第5回 BPSD(周辺症状)悪化を「事故」に結びつけないために

◇ポイント3 他者への暴力や異食などの事故を防ぐ

公開日:2017年3月18日

 徘徊以外での事故というと、他の利用者などへの暴力や異食によって健康に害のあるものを口に入れてしまうケースがあります。もともと見当識が衰えているわけですから、本人に心理的な不安や混乱が加わることで、結果的に他傷・自傷におよんでしまうわけです。
 ですからBPSD(周辺症状)の悪化につながる言動を慎み、またそのような環境をつくらないことが基本ですが、いざという時のことを想定し、他傷・自傷につながるものを取り除いておくことです。
 例えば、異食行為の恐れがある場合、口にすると危険なもの(洗剤など)は手の届きやすい所に置きっ放しにしないようにします。ティッシュなどを口に入れて喉に詰まらせるという事故も考えられるので、ティッシュ類は日ごろ職員がポケットに携帯して必要ごとに取り出すようにします。
 また危険だからと、包丁などの刃物類を何でも隠してしまうと、本人の「生活の流れ」を途絶えさせることになりかねません。ですから、本人に長期記憶として残っている場合、逆に包丁を使って調理を行なう行為が「自分の役割」を満たすことになります。包丁を取り上げることは、かえってストレスになることもあります。包丁を使う場合は、本人の生活歴にあったもののほうがいいでしょう。現代風の形状だと、それが何であるかという認識が難しいことがケガにつながったりします。このように、本人の生活歴と中核症状の進行を見極め、バランスのとれた方法を考えたいものです。
 また、他者への暴力は、その人にとって特定の人間関係がストレスとなる中で生じることがあります(例えば、特定の人の言動や声の調子がストレス、不安、疑惑などを抱かせる場合があります)。

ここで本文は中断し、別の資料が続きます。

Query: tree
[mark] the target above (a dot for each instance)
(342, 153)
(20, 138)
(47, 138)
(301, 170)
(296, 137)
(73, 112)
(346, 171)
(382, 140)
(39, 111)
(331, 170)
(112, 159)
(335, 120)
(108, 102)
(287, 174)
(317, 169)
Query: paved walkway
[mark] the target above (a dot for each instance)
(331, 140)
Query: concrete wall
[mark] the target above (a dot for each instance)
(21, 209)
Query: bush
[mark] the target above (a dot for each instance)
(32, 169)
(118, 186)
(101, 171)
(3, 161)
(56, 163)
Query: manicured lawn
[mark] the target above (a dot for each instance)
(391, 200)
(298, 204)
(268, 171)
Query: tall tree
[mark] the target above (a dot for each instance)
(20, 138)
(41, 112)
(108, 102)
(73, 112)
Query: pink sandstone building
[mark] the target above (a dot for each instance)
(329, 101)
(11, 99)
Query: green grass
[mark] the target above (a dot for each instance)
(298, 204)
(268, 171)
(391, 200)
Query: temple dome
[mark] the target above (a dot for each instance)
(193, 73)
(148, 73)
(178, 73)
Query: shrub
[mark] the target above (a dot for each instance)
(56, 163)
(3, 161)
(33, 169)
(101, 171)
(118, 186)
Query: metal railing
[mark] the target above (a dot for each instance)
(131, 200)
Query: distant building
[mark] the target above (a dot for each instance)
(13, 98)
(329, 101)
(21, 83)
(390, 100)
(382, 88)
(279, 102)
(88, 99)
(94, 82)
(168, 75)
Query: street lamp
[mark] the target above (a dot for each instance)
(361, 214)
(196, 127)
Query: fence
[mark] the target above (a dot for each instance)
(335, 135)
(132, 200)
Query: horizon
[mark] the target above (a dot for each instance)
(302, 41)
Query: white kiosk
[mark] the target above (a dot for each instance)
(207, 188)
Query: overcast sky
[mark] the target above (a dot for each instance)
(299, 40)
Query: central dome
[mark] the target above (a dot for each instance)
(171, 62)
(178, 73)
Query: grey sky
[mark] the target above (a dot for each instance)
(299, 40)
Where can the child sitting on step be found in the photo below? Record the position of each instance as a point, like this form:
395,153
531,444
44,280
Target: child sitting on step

そのようなことも想定し、両者の距離をとったり、本人が安心できる職員が間に入ってクッション役を果たすなども考える必要があります。

 ただし、本人の真の安心と安全を考えた場合、介護現場だけで対処するのは限界もあります。家族や地域などを巻き込みつつ、広い視野でリスクマネジメントを考えることも必要です。そのあたりを次回掘り下げます。